DO QUE QUERO LEVAR
DO
QUE QUERO LEVAR
Da praia do Leme quero levar a sensação
de domingo, calçado em havaianas, no curto trajeto do edifício Nova York na
Gustavo Sampaio até a padaria da esquina da rua Anchieta onde acocorado no balcão eu tome um café grande
com pão em muita chapa e manteiga a observar os passantes , as glórias e
inglórias desse canto de fim de
Copacabana que a todos engana.
Da Vila Paulicéia , em São Bernardo do
Campo, quero levar aquela imagem da grande estrela iluminada no topo do prédio
da Mercedes Benz que me dava a certeza
de que eles fabricavam todos os caminhões do mundo . E também quero levar a
imagem da minha mão direita pegando um sonho mole, grande e cremosão que era vendido pelo seu
Antonio Banguela entre as frestas da grade do colégio onde eu estudava .
Da cidade de São Carlos quero levar a
imagem do meu tio de avental branco a correr a plataforma da estação de trem
aguardando os clientes do seu bar antológico e também quero levar seu sorriso e
simpatia de dentes grandes e corretos e
suas mãos gordinhas que acenavam quando partíamos em uma Rural Willys de volta para casa.
Da Colômbia quero levar o som das
cumbias e vallenatos e aqueles flertes com as mulheres legais sem as quais a
Colômbia não ia sonhar tanto em volta de arepas e ajiacos bem quentinhos. De
Paris quero levar o flaneur entre as galerias , cafés e os pastis tomados
sem pressa num fim de tarde outonal. E de Londres quero levar o cheiro da
comida indiana em Camden Town ou a recordação da triste estátua de Amy
Winehouse com o cheiro de fish and chips.
De Berlim quero levar o impacto de
minha cabeça contra o muro de Berlim e a
passagem sob o portão de Brandemburgo e de Sitges – Espanha quero levar o
festival de cinema fantástico e de Brasília
as muitas sessões agradáveis de filmes brasileiros entre cinemaníacos
saltitantes no tal famoso cine Brasília , às margens do Eixão.

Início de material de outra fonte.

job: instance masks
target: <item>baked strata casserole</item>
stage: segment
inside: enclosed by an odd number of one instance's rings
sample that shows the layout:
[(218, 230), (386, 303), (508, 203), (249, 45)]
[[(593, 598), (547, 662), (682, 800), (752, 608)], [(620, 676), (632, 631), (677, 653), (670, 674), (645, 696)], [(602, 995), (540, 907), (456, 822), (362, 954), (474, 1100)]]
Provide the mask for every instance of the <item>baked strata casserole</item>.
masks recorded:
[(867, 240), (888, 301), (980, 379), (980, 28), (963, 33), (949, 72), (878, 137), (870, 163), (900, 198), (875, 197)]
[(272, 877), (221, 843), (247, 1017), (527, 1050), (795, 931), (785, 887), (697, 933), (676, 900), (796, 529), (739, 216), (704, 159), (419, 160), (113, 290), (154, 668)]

E de Belo Horizonte o que eu levo ? as
comidinhas do mercadão central, o pôr de sol na praça do Papa, o derradeiro
olhar dirigido a um grande amor que sequer me acompanhou quando sai da casa dos
seus pais pelo derradeira vez ?
O que levo de Marselha, Rio Branco,
Porto Velho ou Budapeste eu de fato não sei pois são cidades que não conheci.
Mas, conheci Baependi, Governador Valadares, Belém do Pará, São Luís, Cunha e Guaratinguetá . Também conheci Assis,
Presidente Prudente, Conselheiro Lafaiete e Porto Alegre de onde quero levar a
lembrança de dias frios e botas quentes quando eu pisava chãos gaúchos em busca
da fronteira com o Uruguai.
E do Uruguai, o que levo? A sólida
impressão de que ali queria ter vivido e a visão de uma ex-mulher com um
vestido lilás e cabelos revoltos num final de ano à beira mar quando eu lia a
biografia de Tom Jobim escrita por sua irmã. E da Bahia levo somente seu
cheiro, seu mar e um abraço que não dei em Jorge Amado e sua camisa florida no
aeroporto de Salvador.
E do Goiás levo o gosto do pequi e do
bolo de milho salgado , passeios matinais por um parque arborizado de Goiânia
que não desembocou em outro parque, esse de nome “mãe Bonifácia” lá em Cuiabá.
E do Mato Grosso quero levar a chapada dos Guimarães, a serra do Roncador, a
visão de estradas tão longas e quentes que pareciam conduzir somente a
desertos.
Por fim , senão a estrada fica muito
longa , quero levar de tantos lugares
lembranças de verdes matas e cascatas, marés que foram e que vem , charretes passando, caminhões
estacionados, balsas , pedágios, engarrafamentos . Quero levar abraços de
chegada, lágrimas de partidas , lenços úmidos , documentos amarelados,
certidões frias, histórias quentes, nascentes e poentes, pois assim é a vida.
Do que quero levar são muito mais as chegadas
inteiras do que as sensações partidas.